Saturday, April 23, 2011

Neither Here Nor There


It's late in the day, Holy Saturday. Many churches are well into their Easter Vigil services; but I've been pondering the emptiness of Holy Saturday all day today. It's in between-ness. To be neither here nor there is to be in a place. The tomb is the place. And, it's a time. Saturday is the day.
The place and the day are well known to most of us. You've been there. Anyone who has moved from death to life knows this place. It's darkness, it's coldness, it's numbness--deadness, you might say. That place where you find yourself when you have let go of the old and not yet embraced (or been embraced by) the new. You knew that to continue as you had was death. So, finally you ungrasped your tightly clutched fingers, and let go. And the deathliness that had been your way of life began to leave you. Yet, you had no idea, really, what new life would look like.
One time I remember in my own life was when I moved toward an intervention with my husband about his drinking. I moved because I knew that to continue as we had would be death. But I had no idea of how new life might look. I could not imagine him, really, without a drink in his hand. That was beyond me. And, thanks be to God, he did choose to go into treatment and emerged a new person in important ways. We're no longer married, but I've been privileged to see him now for many years without a drink in his hand--living a full and compassionate life. But there was a time there, when the old had been discarded but the new had not yet arrived. A time of uncertainty. Holy Saturday: neither here nor there.
And then there was the time when I let go of being a priest in the church. I'd been in ministry for a longish kind of time, and my identity was enmeshed in being a priest. But I found myself in a place and a time when I couldn't live with integrity and function in the church as a priest. So I let go. It was painful. Many tears were shed. I talked with my spiritual director about the shifting sands of the exodus beneath my feet. I can still remember that feeling. I'd let go, but what was coming toward me? To what was I being called to open myself?  Holy Saturday was the place I lived in; the tomb and its darkness.
So, to me this day marks one of the holiest of times. A time essential. A time and place where God's grace is seemingly distant, perhaps--but a time and a place where the deepest transfigurations take place, take hold. Where lives are being made new. The tomb is a place calling on our capacity to trust--to trust the letting go, the dying to, and to trust the new life that comes--with no clear vision really of what that might be.

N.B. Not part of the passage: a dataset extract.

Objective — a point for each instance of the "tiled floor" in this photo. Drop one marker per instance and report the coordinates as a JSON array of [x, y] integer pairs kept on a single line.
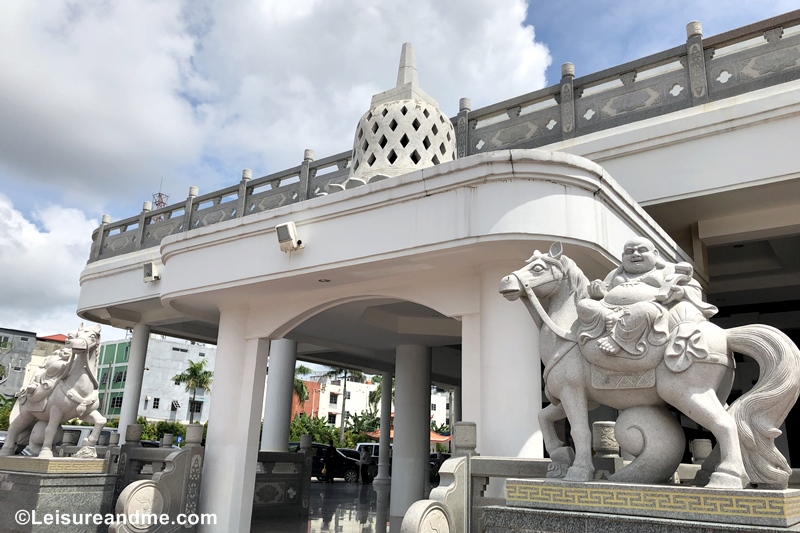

I think of the souls like Abram and Sarai setting out on their journey; Ruth, following Naomi, Mary saying yes to the angel, Paul setting out blind for Ananias--the list goes on and on. These are folks who knew this day. Holy Saturday.
They knew the in-between-ness of life. The neither here nor there-ness of it. It's an honorable place and time. You can entrust yourself to it. Without it there is no new life. It's the place we all dwell in and the time we breathe in.